Mandi would start getting involved advocating and has done incredible work for HDSA’s Missouri Chapter. In her first year at the St. Louis Hope Walk
, she raised over $3,000. Since then, her teams have raised over $10,000. On April 27th, at the St. Louis Team Hope Walk, Mandi and her family will be honored.
“Mandi is an inspiration to everyone she is around,” said Brittany Roberts, HDSA’s Missouri Chapter Walk Coordinator. “She has the biggest heart and wants to bring joy to anyone affected by HD. She is dedicated to raising money, awareness and positivity to the HD community.”

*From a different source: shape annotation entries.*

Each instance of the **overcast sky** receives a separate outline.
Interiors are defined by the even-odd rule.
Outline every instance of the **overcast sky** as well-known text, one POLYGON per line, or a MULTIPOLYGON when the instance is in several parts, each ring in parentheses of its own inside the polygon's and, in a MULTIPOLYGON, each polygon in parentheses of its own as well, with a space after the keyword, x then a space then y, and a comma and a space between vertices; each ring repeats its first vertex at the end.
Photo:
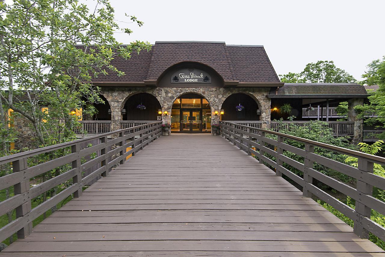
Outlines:
POLYGON ((383 0, 111 2, 117 20, 129 21, 127 13, 144 22, 140 28, 119 22, 134 32, 130 36, 117 33, 123 43, 196 40, 263 45, 279 74, 330 60, 360 80, 367 64, 385 55, 383 0))

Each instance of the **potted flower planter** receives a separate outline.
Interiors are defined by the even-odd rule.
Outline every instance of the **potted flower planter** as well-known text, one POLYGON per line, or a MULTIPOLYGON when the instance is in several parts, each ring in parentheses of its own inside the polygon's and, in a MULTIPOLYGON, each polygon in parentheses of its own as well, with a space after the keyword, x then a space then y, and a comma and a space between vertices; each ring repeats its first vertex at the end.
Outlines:
POLYGON ((169 123, 165 123, 162 124, 162 129, 164 131, 168 131, 171 127, 171 125, 169 123))

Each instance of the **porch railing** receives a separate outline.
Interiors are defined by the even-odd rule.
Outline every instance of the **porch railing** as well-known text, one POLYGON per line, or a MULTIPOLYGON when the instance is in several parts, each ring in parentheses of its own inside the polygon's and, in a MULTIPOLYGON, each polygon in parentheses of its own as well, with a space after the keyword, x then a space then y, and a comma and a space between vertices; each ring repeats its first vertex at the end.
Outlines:
POLYGON ((227 121, 221 121, 221 135, 246 152, 254 155, 261 163, 275 170, 277 176, 284 174, 302 187, 304 196, 314 195, 330 204, 354 222, 354 233, 368 238, 369 232, 385 240, 385 228, 370 219, 374 210, 385 215, 385 202, 372 196, 373 187, 385 190, 385 178, 373 174, 373 164, 385 165, 385 158, 361 152, 320 143, 275 131, 244 126, 227 121), (266 136, 272 135, 274 139, 266 136), (303 144, 301 148, 291 144, 295 141, 303 144), (319 155, 315 147, 326 149, 358 159, 357 167, 319 155), (303 158, 298 161, 284 154, 290 152, 303 158), (336 172, 347 175, 357 182, 355 188, 316 170, 316 163, 336 172), (284 167, 291 166, 303 175, 299 176, 284 167), (354 209, 313 184, 316 180, 355 200, 354 209))
MULTIPOLYGON (((262 128, 262 122, 257 121, 230 121, 229 122, 236 123, 241 125, 248 126, 257 128, 262 128)), ((334 135, 336 137, 349 136, 353 136, 354 132, 354 123, 350 121, 329 121, 324 122, 328 123, 328 127, 333 130, 334 135)), ((283 121, 280 122, 272 121, 270 122, 270 128, 275 131, 279 131, 283 128, 289 128, 289 124, 294 124, 298 126, 308 126, 309 121, 283 121)))
POLYGON ((375 142, 378 140, 378 135, 384 132, 385 132, 385 130, 364 130, 363 140, 375 142))
POLYGON ((123 128, 128 128, 136 126, 143 125, 145 124, 154 122, 155 120, 121 120, 120 128, 121 129, 123 128))
POLYGON ((0 190, 14 189, 14 195, 0 202, 0 216, 15 209, 16 215, 15 220, 0 228, 0 242, 16 232, 19 238, 25 238, 32 232, 34 220, 72 194, 79 197, 90 181, 107 176, 113 166, 157 138, 161 124, 153 122, 0 158, 0 167, 8 172, 0 177, 0 190), (95 157, 85 160, 90 155, 95 157), (84 170, 95 165, 95 171, 83 176, 84 170), (36 179, 60 169, 64 172, 46 181, 36 179), (32 179, 38 184, 32 186, 32 179), (32 209, 32 201, 60 185, 65 189, 32 209))
MULTIPOLYGON (((346 115, 341 115, 337 113, 335 107, 329 107, 329 117, 330 118, 341 118, 346 117, 346 115)), ((315 108, 314 110, 309 110, 308 108, 302 108, 302 118, 317 118, 318 117, 318 108, 315 108)), ((326 117, 327 109, 325 107, 320 108, 320 117, 326 117)), ((366 117, 375 117, 375 114, 370 112, 367 111, 365 113, 366 117)))
POLYGON ((78 122, 80 125, 74 130, 76 134, 99 135, 111 132, 110 120, 80 120, 78 122))

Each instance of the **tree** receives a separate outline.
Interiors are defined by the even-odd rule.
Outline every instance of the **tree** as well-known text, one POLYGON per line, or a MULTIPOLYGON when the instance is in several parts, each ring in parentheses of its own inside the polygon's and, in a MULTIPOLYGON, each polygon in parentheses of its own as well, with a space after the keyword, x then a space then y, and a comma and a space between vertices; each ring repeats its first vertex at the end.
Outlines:
POLYGON ((92 10, 75 0, 0 0, 0 97, 30 122, 37 147, 73 139, 77 118, 72 111, 102 101, 92 78, 123 76, 111 61, 150 48, 148 42, 118 42, 114 32, 132 32, 119 28, 114 12, 109 0, 98 0, 92 10))
MULTIPOLYGON (((362 113, 367 112, 377 117, 367 118, 365 122, 369 124, 380 123, 379 127, 385 128, 385 57, 382 59, 375 60, 367 66, 368 71, 362 75, 365 79, 361 82, 363 85, 378 85, 378 88, 375 92, 369 92, 369 104, 356 106, 355 108, 362 113)), ((385 139, 385 133, 378 136, 379 138, 385 139)))
POLYGON ((308 63, 300 73, 280 75, 285 83, 343 83, 356 82, 344 70, 336 67, 333 61, 318 61, 308 63))

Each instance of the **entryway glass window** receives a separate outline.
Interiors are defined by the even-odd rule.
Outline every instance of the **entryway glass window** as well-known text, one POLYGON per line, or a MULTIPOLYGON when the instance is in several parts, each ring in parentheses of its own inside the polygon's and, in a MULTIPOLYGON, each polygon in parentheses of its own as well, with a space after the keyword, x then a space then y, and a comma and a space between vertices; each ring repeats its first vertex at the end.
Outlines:
POLYGON ((211 113, 206 99, 189 93, 177 98, 172 105, 171 131, 182 133, 210 133, 211 113))
POLYGON ((202 99, 194 98, 192 99, 182 98, 182 108, 200 108, 202 105, 201 101, 202 99))

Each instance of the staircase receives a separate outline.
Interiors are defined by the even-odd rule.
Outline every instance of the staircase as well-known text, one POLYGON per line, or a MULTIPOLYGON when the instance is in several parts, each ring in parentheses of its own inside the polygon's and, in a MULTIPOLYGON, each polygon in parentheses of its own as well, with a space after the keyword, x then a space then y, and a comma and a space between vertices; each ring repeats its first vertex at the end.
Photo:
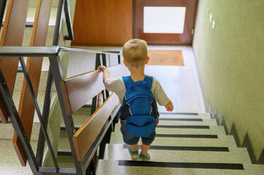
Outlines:
POLYGON ((263 166, 252 164, 246 148, 237 147, 209 114, 161 114, 150 162, 131 160, 120 128, 98 161, 98 175, 264 174, 263 166))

Mandi has a message for the HD Community: “Being the mega advocate that I am, I wholeheartedly agree that the time is now to enroll in clinical trials and studies we must assist in getting them done in a timely matter. We must all be on the same page to make these medical advances happen and move this forward. We cannot let these advances go unused. This dedication to following through will SAVE MANY LIVES
Huntington’s disease is a fatal genetic disorder that causes the progressive breakdown of nerve cells in the brain. It deteriorates a person’s physical and mental abilities during their prime working years and has no cure. Each child of a parent with HD has a 50/50 chance of inheriting the faulty gene that causes Huntington’s disease. Today, there are approximately 30,000 symptomatic Americans and more than 200,000 at-risk of inheriting the disease. The symptoms of Huntington’s disease are described as having ALS, Parkinson’s and Alzheimer’s – simultaneously.
The Huntington’s Disease Society of America is the premier nonprofit organization dedicated to improving the lives of everyone affected by HD. From community services and education to advocacy and research, HDSA is the world’s leader in providing help for today and hope for tomorrow for people with HD and their families.